We need to think creatively and collaborate with other bodies to influence political change.We must also continue to celebrate innovation in the industry, enthuse young people to join our profession and encourage multidisciplinary collaboration.
Our joint schools project with the BBC, Crossrail and London Transport Museum, and our involvement in the London Festival of Architecture between 19 June and 4 July) do just that.
Chair ICE London Graduates & Students and associate at educational company Think Up.
Last week I was lucky enough to accompany ICE President Paul Jowitt on his tour of London. The day reaffirmed my belief that London is a great place to be a young engineer.
We toured the Olympic Park at which construction work is about to peak, and later in the day visited a project linked to Crossrail, the next massive infrastructure project on our horizon.

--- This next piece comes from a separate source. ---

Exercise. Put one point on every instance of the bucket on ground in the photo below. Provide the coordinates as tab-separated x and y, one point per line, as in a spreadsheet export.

These are exciting times for London’s graduate and student engineers, whose numbers make up over half of the region’s membership. As engineers, our training equips us with a great range of skills, making us eminently adaptable.
The ICE London’s Graduates and Students Committee works to help its members make the most of the opportunities that this city gives them, and in the context of an economic downturn, to equip them with the skills that they will need to adapt.
My own story is one of adaptation. This year I have moved on from being involved in the design of buildings to designing educational programmes that inspire children and teenagers to take up a career in construction - the engineer’s technical and communication skills put to a different use.
It is little surprise then that I was thrilled to have the chance to meet a group of children who had taken part in Transitions, our schools collaboration project. After showing off his introductory piece to camera, one kid said to me: “This has been the best day of my life.” As we struggle out of economic recession, what better sign of green shoots can there be?